Seriously, I think I should start carrying around this little book the same way I carry my wallet and keys: it is a complete necessity. Rilke makes it clear that it is not criticism, constructive or not, that a writer needs to write well. There is no way of Rilke to determine whether Kappus’s work is “good” or not, as Kappus asks him. The only way Rilke can judge his work is if it had “arisen out of necessity,” out of the riches of his life. Artists are able to make art out of anything, even a seemingly boring life. To be an artist is a “calling,” says Rilke, a burden and a destiny.

This book carries with it a strange mystique, a sense that it is alive, and it always manages to inspire creative energy within me. After reading it I always feel a bit calmer, a bit happier, a little more confident in my ability to write. After reading, I manage to shed a bit of my outer life and exist more wholly within, in a place where the desire to write takes over, and it becomes easier. Maybe it’s the fear of failing that Rilke’s words dissipate.
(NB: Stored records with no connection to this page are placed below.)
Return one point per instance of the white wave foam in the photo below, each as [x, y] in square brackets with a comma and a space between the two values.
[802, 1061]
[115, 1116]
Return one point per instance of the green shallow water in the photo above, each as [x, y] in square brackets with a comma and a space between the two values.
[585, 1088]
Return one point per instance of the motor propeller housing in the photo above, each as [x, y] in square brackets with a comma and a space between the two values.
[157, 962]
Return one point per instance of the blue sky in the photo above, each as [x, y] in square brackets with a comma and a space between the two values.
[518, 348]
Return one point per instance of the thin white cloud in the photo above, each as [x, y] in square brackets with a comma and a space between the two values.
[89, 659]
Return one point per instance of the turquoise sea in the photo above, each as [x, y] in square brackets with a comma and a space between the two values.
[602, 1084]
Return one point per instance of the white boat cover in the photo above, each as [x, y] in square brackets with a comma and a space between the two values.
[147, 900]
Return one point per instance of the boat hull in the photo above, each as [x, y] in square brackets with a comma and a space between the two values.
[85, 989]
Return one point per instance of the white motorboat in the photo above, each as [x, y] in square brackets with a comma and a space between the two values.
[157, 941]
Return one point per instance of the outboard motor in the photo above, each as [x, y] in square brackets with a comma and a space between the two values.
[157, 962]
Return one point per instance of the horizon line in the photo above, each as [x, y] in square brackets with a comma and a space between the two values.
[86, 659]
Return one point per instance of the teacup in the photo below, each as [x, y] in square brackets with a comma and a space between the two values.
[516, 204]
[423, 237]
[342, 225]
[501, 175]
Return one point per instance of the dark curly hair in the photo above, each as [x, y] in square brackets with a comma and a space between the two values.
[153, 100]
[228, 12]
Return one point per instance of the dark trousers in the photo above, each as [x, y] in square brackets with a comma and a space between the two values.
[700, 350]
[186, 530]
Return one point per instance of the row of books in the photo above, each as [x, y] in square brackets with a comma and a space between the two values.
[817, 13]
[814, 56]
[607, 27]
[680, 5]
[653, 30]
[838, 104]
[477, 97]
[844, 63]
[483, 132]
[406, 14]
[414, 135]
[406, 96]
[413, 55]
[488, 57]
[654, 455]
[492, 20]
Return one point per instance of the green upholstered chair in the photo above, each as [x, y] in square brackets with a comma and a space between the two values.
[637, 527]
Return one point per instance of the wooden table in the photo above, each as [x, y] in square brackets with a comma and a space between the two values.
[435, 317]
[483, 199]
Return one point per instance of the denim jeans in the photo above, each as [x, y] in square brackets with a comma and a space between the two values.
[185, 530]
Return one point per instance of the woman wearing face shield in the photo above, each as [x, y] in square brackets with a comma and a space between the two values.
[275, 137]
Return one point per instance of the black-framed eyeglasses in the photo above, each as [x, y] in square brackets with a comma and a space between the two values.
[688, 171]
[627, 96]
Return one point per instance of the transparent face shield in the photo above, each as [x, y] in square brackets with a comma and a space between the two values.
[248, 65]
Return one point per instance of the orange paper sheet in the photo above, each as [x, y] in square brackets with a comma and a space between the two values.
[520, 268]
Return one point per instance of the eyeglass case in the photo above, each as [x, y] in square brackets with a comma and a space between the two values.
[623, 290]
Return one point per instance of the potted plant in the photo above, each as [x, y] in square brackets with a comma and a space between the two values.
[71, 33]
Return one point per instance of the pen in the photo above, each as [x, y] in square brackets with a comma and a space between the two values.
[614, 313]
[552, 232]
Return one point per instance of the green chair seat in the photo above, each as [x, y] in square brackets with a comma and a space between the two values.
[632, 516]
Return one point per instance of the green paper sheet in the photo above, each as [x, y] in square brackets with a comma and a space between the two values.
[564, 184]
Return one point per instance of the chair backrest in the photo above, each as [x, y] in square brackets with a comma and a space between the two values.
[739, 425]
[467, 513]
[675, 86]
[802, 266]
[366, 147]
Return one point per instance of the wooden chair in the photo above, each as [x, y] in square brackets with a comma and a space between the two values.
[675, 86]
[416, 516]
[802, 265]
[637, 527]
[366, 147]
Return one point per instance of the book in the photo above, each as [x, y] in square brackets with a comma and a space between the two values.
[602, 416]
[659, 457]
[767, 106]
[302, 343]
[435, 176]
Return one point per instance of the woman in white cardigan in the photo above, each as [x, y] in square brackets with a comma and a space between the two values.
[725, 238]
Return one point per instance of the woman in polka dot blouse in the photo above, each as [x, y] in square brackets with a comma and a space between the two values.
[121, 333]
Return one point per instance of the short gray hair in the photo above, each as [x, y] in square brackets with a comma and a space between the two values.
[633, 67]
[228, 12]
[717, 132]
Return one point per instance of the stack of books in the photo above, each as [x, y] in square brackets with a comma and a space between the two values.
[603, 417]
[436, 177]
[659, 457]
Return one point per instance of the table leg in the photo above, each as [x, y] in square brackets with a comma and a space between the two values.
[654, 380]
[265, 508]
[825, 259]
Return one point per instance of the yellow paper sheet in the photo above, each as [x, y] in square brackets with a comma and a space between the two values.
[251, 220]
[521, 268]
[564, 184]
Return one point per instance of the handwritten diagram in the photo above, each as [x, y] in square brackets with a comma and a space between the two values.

In any case, Letters to a Young Poet is, as I’ve said, a complete necessity for any artist, not exclusively writers.

Perhaps all the dragons in our lives are princesses who are only waiting to see us act, just once, with beauty and courage. Perhaps everything that frightens us is, in its deepest essence, something helpless that wants our love. 

Apart from Rilke’s words to Kappus and to all writers, this book is a treasure because it offers glimpses into Rilke’s life and trials, in such a way that makes me feel a little closer to one of my favorite poets. He describes in 1905 how he has been afflicted with influenza, and how he sought respite from his illness in southern Italy. I love reading about these small instances of Rilke’s physical being in the world, dated as they are. Letters are incredibly personal. It feels timeless, as if Rilke is still operating after his death. Yeah, it’s weird, but I love it. It’s the same feeling that he somehow is still speaking to writers, to anyone who cracks open the cover of this slim collection.

References

Rilke, R.M. and Stephen Mitchell. Letters to a Young Poet. 1984. New York, NY: Random House.